“Scientists are seeing the Australian platypus in a whole new light. Under an ultraviolet lamp, this bizarre-looking creature appears even more peculiar than normal, glowing a soft, greenish-blue hue instead of the typical brown we’re used to seeing.
‘Biofluorescence has now been observed in placental New World flying squirrels, marsupial New World opossums, and the monotreme platypus of Australia and Tasmania,’ the authors write.

‘These taxa, inhabiting three continents and a diverse array of ecosystems, represent the major lineages of Mammalia.’

Researchers began with two stuffed museum specimens, a male and a female collected in Tasmania. These creatures’ fur was found to absorb short UV wavelengths and then emit visible light, fluorescing green or cyan.

Examining another platypus specimen collected from New South Wales, researchers found the same thing.

‘The pelage of this specimen, which was uniformly brown under visible light, also biofluoresced green under UV light,’ the authors write.

To their knowledge, the team says this is the first time biofluorescence has been reported in monotremes.
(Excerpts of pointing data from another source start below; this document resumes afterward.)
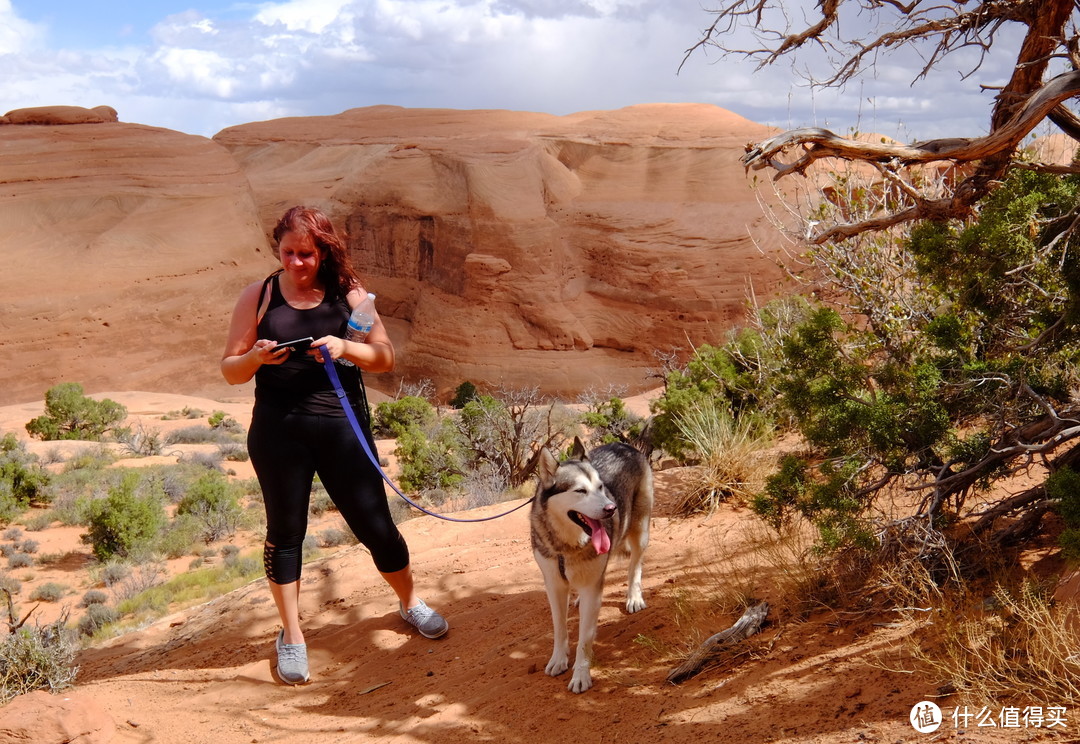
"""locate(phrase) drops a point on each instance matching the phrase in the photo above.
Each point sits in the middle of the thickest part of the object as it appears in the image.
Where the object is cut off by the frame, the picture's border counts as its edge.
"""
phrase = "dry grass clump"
(1011, 643)
(1016, 645)
(733, 458)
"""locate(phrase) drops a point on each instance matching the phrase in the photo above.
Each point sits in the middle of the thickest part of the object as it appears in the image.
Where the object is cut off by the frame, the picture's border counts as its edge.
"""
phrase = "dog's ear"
(547, 464)
(578, 451)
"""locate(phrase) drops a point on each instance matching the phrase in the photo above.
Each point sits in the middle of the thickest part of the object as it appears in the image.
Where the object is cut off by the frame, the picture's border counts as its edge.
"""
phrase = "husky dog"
(585, 508)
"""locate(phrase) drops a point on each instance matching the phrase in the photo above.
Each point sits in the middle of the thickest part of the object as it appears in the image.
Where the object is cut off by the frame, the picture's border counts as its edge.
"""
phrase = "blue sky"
(203, 65)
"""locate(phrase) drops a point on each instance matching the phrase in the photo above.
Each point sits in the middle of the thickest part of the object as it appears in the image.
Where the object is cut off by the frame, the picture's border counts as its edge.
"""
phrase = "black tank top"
(300, 383)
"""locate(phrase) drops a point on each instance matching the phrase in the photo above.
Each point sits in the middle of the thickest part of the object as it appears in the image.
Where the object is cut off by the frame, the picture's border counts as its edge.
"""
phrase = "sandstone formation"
(529, 249)
(125, 248)
(59, 115)
(505, 247)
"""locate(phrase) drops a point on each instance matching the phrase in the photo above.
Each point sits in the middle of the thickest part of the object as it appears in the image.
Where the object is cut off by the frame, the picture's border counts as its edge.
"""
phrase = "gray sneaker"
(430, 624)
(292, 661)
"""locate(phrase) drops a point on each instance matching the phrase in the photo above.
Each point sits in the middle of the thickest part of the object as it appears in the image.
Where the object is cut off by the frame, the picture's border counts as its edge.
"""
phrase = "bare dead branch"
(748, 624)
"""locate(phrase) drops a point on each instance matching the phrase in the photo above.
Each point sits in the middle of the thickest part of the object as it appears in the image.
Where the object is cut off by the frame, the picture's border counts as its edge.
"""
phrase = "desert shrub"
(139, 440)
(97, 617)
(125, 521)
(233, 451)
(393, 417)
(214, 502)
(181, 537)
(36, 523)
(69, 415)
(19, 560)
(221, 420)
(429, 462)
(730, 455)
(23, 482)
(609, 421)
(143, 578)
(93, 596)
(501, 433)
(92, 458)
(199, 435)
(185, 413)
(36, 658)
(1063, 488)
(466, 392)
(49, 592)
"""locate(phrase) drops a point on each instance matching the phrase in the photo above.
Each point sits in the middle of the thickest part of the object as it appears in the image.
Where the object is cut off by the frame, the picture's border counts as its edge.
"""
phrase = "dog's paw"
(557, 665)
(581, 681)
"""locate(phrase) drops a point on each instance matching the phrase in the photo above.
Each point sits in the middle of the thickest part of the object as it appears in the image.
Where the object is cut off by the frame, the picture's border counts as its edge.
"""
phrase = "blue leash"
(351, 415)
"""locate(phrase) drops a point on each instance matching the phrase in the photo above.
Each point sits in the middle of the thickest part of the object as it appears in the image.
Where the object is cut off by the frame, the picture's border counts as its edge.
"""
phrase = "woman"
(298, 427)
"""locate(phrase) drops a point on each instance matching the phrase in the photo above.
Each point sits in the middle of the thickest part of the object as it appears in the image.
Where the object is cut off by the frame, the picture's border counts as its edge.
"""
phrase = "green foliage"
(466, 392)
(214, 501)
(430, 461)
(23, 482)
(96, 618)
(961, 327)
(126, 521)
(393, 418)
(221, 420)
(500, 434)
(609, 421)
(741, 376)
(69, 415)
(1063, 488)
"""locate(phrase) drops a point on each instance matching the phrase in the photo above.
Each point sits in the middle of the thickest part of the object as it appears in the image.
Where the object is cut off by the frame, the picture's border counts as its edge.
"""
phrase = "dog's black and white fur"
(585, 508)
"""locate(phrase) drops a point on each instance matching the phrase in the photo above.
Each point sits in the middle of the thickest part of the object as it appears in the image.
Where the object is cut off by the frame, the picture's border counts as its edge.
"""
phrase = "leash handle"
(351, 415)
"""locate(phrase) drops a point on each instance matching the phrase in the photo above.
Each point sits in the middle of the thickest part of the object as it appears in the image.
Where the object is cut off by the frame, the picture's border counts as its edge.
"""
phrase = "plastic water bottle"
(361, 320)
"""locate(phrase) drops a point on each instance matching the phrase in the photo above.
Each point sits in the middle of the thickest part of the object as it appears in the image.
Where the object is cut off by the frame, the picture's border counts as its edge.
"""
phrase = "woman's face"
(299, 257)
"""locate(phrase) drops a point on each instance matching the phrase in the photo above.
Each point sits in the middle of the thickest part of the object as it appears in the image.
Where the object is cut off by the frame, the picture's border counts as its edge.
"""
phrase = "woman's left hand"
(334, 345)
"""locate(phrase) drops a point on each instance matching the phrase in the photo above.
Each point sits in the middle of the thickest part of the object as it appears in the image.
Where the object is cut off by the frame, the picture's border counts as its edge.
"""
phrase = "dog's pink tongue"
(601, 540)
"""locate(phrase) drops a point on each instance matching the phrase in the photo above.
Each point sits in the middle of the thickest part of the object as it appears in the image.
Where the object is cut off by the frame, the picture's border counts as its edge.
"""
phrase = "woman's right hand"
(265, 351)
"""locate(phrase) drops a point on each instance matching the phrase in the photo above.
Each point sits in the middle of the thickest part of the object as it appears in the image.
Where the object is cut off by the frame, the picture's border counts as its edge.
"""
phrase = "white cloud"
(201, 70)
(16, 35)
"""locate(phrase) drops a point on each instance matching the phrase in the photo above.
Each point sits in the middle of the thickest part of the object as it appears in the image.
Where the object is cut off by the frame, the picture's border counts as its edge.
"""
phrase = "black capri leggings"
(286, 450)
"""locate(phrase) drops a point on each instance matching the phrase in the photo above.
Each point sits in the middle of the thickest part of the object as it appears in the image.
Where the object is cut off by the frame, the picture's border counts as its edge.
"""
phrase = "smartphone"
(295, 345)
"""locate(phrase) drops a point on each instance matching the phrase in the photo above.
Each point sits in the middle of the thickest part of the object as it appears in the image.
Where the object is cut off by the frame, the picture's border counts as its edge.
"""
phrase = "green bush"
(213, 500)
(609, 421)
(23, 482)
(69, 415)
(221, 420)
(94, 596)
(392, 418)
(466, 392)
(430, 462)
(49, 592)
(199, 435)
(125, 522)
(19, 560)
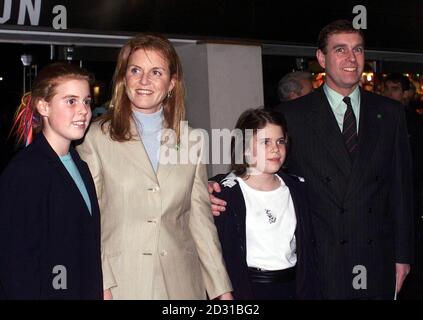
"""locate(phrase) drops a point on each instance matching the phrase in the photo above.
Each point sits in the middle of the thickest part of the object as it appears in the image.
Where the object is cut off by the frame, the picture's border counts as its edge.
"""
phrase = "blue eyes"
(152, 74)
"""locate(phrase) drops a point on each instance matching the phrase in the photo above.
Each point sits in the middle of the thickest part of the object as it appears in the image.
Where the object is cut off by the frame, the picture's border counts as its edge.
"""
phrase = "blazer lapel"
(240, 214)
(368, 135)
(323, 122)
(296, 200)
(168, 159)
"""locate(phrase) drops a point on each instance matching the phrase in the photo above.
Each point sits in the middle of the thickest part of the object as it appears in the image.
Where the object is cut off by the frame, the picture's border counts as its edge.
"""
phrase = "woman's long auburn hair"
(118, 118)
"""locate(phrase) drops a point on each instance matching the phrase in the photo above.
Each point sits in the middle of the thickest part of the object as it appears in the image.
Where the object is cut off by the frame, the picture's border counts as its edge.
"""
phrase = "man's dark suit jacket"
(44, 223)
(362, 209)
(231, 229)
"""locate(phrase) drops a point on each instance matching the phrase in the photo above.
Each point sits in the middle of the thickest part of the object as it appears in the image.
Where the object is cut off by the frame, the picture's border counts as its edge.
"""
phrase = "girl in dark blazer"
(265, 231)
(49, 216)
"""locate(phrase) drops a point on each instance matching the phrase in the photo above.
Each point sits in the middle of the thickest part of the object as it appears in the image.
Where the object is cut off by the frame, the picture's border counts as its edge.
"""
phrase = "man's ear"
(321, 58)
(43, 108)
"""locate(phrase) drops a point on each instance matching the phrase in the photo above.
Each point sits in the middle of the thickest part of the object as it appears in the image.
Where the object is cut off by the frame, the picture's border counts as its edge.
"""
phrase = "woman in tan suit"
(158, 236)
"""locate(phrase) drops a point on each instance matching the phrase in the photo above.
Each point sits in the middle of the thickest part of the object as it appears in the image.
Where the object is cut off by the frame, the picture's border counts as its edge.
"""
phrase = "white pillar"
(222, 80)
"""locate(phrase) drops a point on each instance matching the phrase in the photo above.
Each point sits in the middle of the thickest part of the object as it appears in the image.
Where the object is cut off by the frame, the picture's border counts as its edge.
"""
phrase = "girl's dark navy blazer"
(49, 242)
(232, 234)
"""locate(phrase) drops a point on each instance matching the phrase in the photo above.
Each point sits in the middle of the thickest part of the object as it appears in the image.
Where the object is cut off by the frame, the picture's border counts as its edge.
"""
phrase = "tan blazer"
(158, 236)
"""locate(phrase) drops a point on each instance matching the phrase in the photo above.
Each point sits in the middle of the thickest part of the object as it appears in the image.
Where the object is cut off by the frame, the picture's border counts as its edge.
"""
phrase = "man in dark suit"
(352, 149)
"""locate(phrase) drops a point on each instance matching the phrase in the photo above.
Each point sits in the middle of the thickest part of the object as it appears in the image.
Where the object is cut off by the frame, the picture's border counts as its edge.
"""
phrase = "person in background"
(294, 85)
(49, 215)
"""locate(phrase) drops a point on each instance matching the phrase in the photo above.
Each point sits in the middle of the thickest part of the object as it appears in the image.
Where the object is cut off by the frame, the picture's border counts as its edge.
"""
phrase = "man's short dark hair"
(338, 26)
(399, 78)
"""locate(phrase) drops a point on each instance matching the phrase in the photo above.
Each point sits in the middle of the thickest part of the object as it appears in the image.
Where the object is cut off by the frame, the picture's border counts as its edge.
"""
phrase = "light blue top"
(339, 107)
(149, 127)
(76, 176)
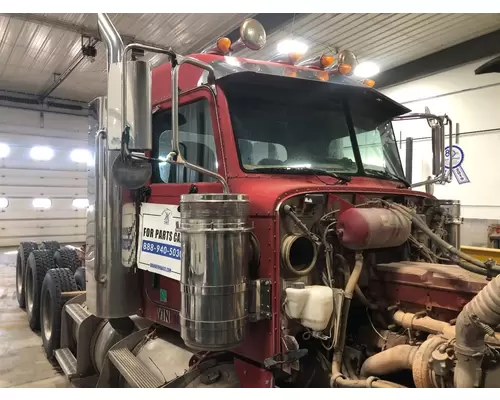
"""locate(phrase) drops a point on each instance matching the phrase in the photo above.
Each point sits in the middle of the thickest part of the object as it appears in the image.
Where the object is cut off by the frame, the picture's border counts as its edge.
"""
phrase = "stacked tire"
(39, 263)
(43, 273)
(24, 250)
(67, 276)
(56, 282)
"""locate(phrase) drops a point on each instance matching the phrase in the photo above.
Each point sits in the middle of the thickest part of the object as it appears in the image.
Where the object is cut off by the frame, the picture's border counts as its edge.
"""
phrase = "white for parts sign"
(159, 243)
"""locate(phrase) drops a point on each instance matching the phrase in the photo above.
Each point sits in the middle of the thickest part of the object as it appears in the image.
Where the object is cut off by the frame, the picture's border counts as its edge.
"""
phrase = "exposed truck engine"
(262, 249)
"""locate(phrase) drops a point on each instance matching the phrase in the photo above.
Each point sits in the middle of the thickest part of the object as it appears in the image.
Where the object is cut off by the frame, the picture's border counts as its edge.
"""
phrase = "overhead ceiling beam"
(69, 27)
(270, 22)
(460, 54)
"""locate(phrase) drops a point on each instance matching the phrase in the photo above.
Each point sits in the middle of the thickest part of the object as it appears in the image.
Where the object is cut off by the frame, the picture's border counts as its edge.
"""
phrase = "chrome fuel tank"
(214, 274)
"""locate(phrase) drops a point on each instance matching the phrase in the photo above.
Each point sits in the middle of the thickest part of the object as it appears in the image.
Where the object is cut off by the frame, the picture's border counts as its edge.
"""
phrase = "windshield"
(282, 127)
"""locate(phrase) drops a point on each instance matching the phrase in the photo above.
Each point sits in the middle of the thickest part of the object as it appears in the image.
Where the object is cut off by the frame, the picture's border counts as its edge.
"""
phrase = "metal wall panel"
(60, 179)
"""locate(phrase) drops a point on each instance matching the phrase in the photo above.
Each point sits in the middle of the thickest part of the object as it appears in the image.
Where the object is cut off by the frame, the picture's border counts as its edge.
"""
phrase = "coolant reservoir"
(312, 305)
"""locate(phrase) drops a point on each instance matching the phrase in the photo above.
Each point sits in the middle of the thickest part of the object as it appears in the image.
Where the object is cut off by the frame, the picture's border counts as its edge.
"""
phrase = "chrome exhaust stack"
(113, 285)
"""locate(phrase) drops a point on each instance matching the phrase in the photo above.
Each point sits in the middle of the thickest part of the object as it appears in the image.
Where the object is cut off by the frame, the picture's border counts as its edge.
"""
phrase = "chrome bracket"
(260, 296)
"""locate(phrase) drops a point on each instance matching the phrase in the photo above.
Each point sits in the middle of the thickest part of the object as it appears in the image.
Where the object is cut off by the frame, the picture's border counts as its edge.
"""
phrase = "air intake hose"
(479, 317)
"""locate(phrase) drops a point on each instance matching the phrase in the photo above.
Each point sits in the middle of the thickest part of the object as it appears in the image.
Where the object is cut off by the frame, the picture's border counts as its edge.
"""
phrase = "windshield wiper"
(387, 174)
(302, 170)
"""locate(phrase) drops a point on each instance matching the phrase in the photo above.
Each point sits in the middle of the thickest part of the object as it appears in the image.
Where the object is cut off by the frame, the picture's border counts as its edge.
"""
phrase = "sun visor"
(267, 84)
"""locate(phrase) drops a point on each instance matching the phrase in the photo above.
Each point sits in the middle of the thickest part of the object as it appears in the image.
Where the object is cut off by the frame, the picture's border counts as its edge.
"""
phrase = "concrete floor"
(22, 358)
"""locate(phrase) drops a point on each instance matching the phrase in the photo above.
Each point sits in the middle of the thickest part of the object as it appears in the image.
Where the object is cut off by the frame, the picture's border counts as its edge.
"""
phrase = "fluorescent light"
(4, 150)
(81, 156)
(80, 203)
(41, 153)
(366, 69)
(41, 203)
(292, 46)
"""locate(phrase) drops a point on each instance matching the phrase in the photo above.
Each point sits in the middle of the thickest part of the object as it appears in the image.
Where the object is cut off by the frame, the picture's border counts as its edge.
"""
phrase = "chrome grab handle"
(100, 146)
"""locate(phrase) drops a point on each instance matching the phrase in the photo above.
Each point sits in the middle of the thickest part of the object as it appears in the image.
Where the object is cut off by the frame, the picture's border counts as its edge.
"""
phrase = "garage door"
(43, 176)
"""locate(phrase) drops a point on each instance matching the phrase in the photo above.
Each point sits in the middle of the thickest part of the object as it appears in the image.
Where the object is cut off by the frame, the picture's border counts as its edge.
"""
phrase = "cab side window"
(197, 144)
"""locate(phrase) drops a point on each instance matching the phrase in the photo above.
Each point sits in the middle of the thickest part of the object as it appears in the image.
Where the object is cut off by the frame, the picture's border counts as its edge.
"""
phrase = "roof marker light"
(319, 62)
(344, 69)
(369, 82)
(325, 61)
(222, 46)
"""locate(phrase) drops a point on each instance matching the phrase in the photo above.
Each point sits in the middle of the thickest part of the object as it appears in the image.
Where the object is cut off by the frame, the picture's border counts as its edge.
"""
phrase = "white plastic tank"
(312, 305)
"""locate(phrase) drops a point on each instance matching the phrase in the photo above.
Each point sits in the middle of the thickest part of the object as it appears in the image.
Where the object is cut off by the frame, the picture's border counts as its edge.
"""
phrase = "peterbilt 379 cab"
(250, 225)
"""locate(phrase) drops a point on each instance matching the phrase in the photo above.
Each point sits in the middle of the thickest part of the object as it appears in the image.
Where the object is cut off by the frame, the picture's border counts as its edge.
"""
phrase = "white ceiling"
(30, 52)
(389, 40)
(34, 46)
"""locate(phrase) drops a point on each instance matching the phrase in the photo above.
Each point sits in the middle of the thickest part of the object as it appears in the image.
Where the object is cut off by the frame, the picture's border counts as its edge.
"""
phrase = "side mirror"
(438, 146)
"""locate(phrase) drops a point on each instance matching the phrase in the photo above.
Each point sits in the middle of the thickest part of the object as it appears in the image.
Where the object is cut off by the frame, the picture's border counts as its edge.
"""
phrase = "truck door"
(198, 135)
(159, 247)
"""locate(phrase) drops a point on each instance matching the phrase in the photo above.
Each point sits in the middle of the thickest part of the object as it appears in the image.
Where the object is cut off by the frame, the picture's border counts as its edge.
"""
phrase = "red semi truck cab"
(274, 131)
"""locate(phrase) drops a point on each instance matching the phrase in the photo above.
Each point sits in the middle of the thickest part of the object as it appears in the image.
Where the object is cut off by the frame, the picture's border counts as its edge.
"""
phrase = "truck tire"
(56, 282)
(81, 282)
(39, 262)
(67, 258)
(50, 245)
(23, 252)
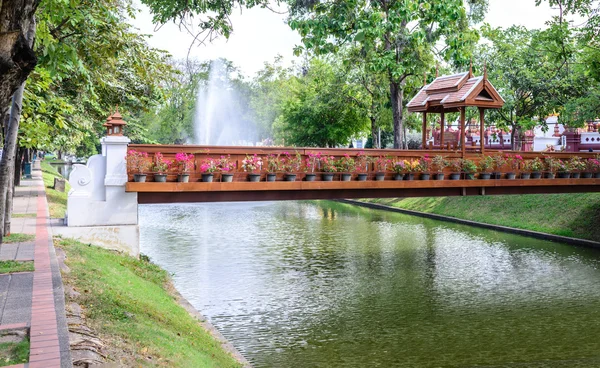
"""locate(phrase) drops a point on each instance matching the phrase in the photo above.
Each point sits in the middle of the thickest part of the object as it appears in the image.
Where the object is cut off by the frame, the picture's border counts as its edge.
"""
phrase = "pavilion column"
(424, 130)
(462, 130)
(442, 118)
(481, 128)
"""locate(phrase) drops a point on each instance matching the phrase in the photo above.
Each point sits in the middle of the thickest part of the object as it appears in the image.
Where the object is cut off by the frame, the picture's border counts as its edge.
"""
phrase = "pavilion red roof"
(448, 93)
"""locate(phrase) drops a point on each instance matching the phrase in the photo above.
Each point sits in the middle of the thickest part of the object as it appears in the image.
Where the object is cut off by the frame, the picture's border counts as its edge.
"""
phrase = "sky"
(260, 35)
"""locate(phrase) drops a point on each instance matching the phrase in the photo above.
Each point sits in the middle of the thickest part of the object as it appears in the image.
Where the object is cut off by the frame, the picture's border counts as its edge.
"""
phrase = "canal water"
(325, 284)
However, in June of this year, a member of The Queensland Mycological Society claimed to have discovered a road-killed platypus with a similar glow.

‘The fur of the platypus mostly appeared dark/purple as expected under the UV light, but some of it turned moss green, although not brightly so,’ writes Linda Reinhold in the society’s non-peer-reviewed newsletter.

Further study is needed in the wild before we can say for sure what is going on. We don’t even know how the biofluorescence of this fur even works, and the benefits of this trait might vary from species to species.

Still, the fact that this strange glow exists across the fur of egg-laying monotremes, marsupials, and placental mammals suggests it has deep roots.

If nothing else, the discovery is a nice reminder of our sheer ignorance.”